Not surprisingly with the rise in land being used to grow poppies, there has been an increase in opium production, which is used to make heroin. Around 6,400 tons of opium were produced in 2014, which is an increase of 17 percent from the previous year. However, it failed to reach the all-time record of 7,400 which was produced in 2007.
"In 2014, opium prices decreased in all regions of Afghanistan. One probable reason for the decrease was an increase in supply due to an increase in production," the survey said.

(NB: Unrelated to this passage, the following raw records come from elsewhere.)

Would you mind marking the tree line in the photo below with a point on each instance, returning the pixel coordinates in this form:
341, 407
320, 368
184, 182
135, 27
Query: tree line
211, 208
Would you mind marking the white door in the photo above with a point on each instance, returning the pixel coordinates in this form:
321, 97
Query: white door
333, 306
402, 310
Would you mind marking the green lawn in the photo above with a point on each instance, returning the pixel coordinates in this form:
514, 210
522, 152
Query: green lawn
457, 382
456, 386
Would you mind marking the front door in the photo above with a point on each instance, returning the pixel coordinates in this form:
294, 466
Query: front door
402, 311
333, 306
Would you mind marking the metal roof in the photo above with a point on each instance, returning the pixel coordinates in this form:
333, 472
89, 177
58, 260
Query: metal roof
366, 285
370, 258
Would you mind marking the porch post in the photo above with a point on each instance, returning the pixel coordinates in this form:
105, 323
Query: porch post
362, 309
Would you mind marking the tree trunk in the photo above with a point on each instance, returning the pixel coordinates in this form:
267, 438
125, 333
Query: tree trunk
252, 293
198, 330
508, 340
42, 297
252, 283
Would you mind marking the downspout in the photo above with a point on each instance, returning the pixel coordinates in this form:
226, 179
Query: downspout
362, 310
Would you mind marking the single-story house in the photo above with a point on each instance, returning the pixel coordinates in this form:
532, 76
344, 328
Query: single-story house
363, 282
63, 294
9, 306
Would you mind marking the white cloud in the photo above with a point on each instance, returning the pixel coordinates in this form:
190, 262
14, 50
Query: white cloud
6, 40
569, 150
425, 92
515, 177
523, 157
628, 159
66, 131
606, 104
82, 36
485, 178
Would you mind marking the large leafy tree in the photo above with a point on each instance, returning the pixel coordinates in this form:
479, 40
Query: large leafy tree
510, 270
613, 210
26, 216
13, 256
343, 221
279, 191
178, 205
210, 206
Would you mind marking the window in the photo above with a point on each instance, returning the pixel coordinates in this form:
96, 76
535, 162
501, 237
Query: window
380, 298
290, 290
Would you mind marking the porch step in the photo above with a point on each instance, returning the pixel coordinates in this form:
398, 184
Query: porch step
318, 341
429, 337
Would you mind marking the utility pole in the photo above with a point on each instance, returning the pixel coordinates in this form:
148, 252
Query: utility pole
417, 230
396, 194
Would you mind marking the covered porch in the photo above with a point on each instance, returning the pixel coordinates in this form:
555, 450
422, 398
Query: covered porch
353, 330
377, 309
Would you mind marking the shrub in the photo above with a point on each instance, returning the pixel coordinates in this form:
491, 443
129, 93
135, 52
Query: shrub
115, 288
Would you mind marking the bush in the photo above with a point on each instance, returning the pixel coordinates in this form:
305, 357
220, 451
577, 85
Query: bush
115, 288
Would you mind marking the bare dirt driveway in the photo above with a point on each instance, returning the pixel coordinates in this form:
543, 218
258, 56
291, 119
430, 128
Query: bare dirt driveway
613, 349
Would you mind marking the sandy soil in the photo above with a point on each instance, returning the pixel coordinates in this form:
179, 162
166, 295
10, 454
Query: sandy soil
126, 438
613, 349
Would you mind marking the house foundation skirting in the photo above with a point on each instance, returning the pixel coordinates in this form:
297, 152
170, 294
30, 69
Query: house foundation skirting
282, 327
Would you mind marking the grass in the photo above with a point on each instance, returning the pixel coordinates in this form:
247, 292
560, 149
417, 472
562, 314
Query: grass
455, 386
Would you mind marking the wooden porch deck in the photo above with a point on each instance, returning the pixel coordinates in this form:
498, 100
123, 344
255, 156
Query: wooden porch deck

With the price of opium falling, this has led to a surge in the number of drug addicts in Afghanistan, with an estimated 1.5 million drug users out of a country of 30 million people, UN officials have stated, which is 5 percent of the country’s population.
The report also showed that attempts to eradicate poppy cultivation were failing. Eradication programs decreased by 63 percent with only 2,692 hectares being cleared, while rudimentary and labor intensive methods, such as using sticks, blades and hands and uprooting were often used to get rid of the crops.
In the year British troops left Afghanistan, opium production reached record levels. Graph from UNODC report. pic.twitter.com/yBMAbQb7gl
— Jamie Wood (@JamieWood_Sky) November 12, 2014
New Afghan President Ashraf Ghani has been in power for less than two months, however, he does have a comprehensive plan to try and tackle the growing drug problem in the country, according to Lemahieu.
The vast majority (89 percent) of opium cultivation took place in nine provinces in Afghanistan’s Southern and Western regions, which include the country’s most insecure provinces. The Afghan president has written a book on how to fix failed states and says the need to increase jobs is key. He believes that cotton could be grown instead of poppies, if the West dropped tariffs, which are imposed on textiles produced in Afghanistan.